You didn't have to stereotype Ind and China's PhDs here. Not learning anything from getting stereotyped yourself?

 
At 11:46 AM, Blogger Ms.PhD said...

@anon 12:08,

I don't think that's a stereotype? If you check the numbers, there are an awful lot of PhDs coming from China and India. That's just a statistic.

And at least on my campus, when we checked who had negotiated salary and hours, we noticed a distinct trend that the Chinese postdocs had not negotiated: they didn't know that they could. They were, to put it plainly, being abused, for a lot less pay, than most American and European postdocs on the same campus.

re: stereotypes of taking abuse, someone on another post just commented that French women are more likely to complain than Indian women. Does that seem fair? No. Is it true? Probably. But it depends on how you interpret that piece of information.

I suspect that it's true and that it's cultural. The French complain vociferously, even more than Americans, in my experience, unless we're talking about New Yorkers, in which case all bets are off.

Get it? Gotta have a sense of humor about stereotypes. And the reason they're funny? Because they're partly true.

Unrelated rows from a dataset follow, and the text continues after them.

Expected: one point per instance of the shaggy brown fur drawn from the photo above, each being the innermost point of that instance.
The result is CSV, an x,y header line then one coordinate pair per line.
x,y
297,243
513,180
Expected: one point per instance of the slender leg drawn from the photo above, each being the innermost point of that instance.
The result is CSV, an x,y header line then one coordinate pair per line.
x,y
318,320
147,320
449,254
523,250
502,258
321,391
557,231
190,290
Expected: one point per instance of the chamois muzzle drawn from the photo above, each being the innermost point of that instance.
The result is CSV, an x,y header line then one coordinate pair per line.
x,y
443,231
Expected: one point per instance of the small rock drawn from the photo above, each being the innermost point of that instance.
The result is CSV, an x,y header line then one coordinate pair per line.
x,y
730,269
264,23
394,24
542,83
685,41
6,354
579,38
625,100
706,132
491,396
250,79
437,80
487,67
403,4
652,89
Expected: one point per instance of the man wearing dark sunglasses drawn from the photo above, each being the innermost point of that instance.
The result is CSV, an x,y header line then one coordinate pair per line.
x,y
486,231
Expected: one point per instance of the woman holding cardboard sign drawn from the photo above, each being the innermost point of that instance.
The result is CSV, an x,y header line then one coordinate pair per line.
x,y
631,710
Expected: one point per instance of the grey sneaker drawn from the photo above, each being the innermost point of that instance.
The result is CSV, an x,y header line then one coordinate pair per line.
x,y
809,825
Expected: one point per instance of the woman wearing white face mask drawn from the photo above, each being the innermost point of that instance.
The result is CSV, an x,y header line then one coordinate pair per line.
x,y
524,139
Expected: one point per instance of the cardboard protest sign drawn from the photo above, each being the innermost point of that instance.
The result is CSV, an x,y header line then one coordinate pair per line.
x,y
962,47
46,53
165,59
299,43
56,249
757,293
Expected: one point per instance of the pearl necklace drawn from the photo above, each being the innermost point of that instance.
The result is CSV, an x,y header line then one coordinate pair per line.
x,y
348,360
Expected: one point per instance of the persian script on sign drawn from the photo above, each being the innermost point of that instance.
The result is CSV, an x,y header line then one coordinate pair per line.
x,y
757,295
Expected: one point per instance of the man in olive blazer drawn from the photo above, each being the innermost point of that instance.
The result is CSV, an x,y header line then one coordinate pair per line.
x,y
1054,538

I'm not saying my Indian friends don't complain, because they do.

Truthfully, most foreign postdocs will put up with more abuse because THEY HAVE TO, because of visa issues. And if you want to hate me for saying that, go right ahead. I'm sympathetic to people being worried about getting deported or having to scramble to find another job just so they don't have to go home and live with their parents or god knows what else.

And that's been a long, possibly pointless argument I've had before with commenters on previous blog posts. So you can feel free to go read those, hate my guts, and possibly start your own blog saying how wrong I am. That would be great, actually, because these kinds of anonymous comments frankly bore me.